It was in this state of perfection that George Fox now came to understand that 'every man [and woman] was enlightened by the divine light of Christ - and I saw it shine through all'. Next came what Fox took as his call to spread the word, 'to turn people to that inward light, spirit and grace, by which all might know their salvation, and their way to God - and all truth'. When 'the Lord sent him forth into the world', Fox believed he had been commanded by Christ never to doff his hat to anyone, high or low, rich or poor - and this subversive act infuriated 'the priests, magistrates, professors and people of all sorts - but especially the priests and professors... Oh! the blows, punchings, beatings and imprisonments that we underwent for not putting off our hats to men!'

Hugh Ross notes that Fox had in his library some of the books of Jacob Boehme, the German mystic who died in the year Fox was born, 1624, and Ross includes a passage from Boehme's 'The Way to Christ' 

'When you stand still from the thinking of self; when both your intellect and will are quiet, and passive to the impressions of the eternal world and spirit; and when your soul is winged up, and above that which is temporal, the outward senses and the imagination -being locked up in holy abstraction - then the eternal hearing, seeing and speaking will be revealed to you... so God hears and "sees through you", being now the organ of his spirit... Blessed are you, therefore, if you stand still, and still the wheel of your imagination and senses. Forasmuch as hereby you may arrive at length to see all manner of divine sensations and heavenly communications'.  
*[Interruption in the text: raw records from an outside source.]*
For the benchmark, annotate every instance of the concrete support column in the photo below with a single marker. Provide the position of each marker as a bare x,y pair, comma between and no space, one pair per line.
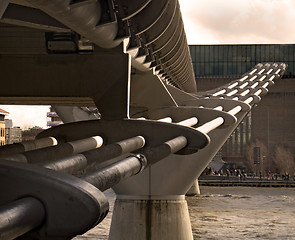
151,219
194,190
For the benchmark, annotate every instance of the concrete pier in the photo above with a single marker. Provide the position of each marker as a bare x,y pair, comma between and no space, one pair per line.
151,219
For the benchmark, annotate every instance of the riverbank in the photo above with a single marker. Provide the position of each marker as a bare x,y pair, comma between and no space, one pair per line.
223,181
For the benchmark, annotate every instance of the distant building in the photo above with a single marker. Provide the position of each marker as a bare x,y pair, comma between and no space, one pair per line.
31,133
53,119
3,113
272,120
12,134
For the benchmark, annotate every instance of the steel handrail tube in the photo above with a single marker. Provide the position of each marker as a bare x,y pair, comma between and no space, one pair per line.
58,151
78,162
113,174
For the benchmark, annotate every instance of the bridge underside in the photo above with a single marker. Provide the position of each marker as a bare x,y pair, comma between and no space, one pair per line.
129,59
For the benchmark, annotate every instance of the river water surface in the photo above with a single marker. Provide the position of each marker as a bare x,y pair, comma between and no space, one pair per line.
231,213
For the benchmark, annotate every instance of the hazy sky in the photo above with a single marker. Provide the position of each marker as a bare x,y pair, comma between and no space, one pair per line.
209,22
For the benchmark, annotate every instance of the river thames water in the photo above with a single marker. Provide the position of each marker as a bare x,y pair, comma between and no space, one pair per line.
231,213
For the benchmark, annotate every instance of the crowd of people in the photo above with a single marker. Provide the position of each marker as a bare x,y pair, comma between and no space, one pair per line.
242,175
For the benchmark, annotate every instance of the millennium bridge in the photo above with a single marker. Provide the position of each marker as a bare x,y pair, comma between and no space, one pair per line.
119,75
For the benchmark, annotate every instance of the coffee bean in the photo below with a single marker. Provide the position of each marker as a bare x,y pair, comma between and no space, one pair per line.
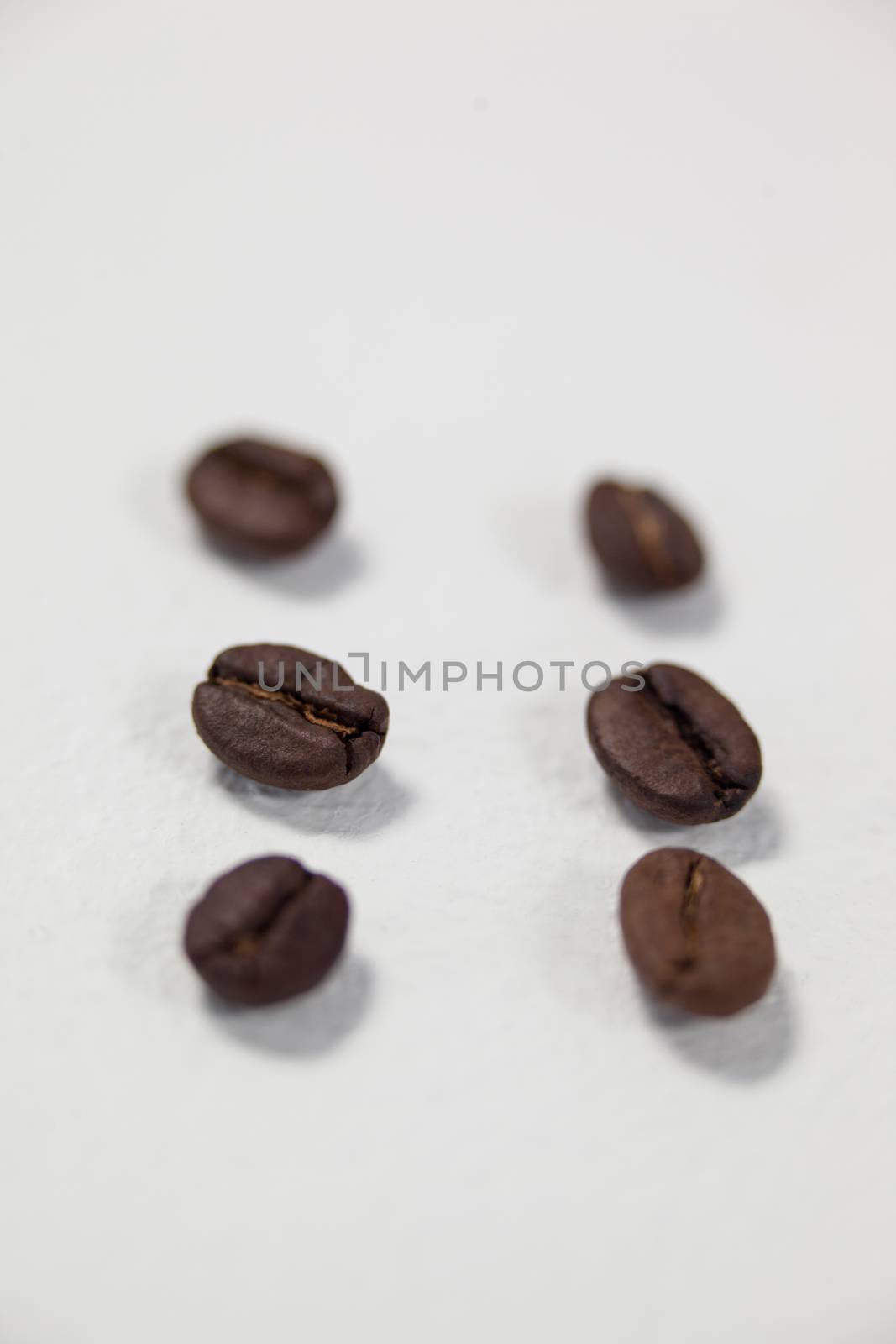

When I read this reference to Boehme, I was reminded of the insights I gained recently from reading Richard Rohr's Silent Compassion - Finding God in Contemplation - (see my post by pressing this link). Rohr identifies a 'perennial tradition' within the history of Christianity that emphasizes the need for contemplation as the way to bring the divine alive in one's inner being. Boehme is part of this tradition; so too is Fox; so too are we as we share our Meeting time together. We have an inkling of the truth in Fox's advice to learn silent waiting:

'For none shall ever come to God who is upon the earth, but as they come to that of God in them - the light which Christ has enlightened them with... That which is of God in everyone, is that which brings them to wait upon, to serve God in every particular, which brings them to unity'. 

There is much more of George Fox's wisdom to be found in Hugh Ross's selection and editing of Fox's writings. This library post has been a taster.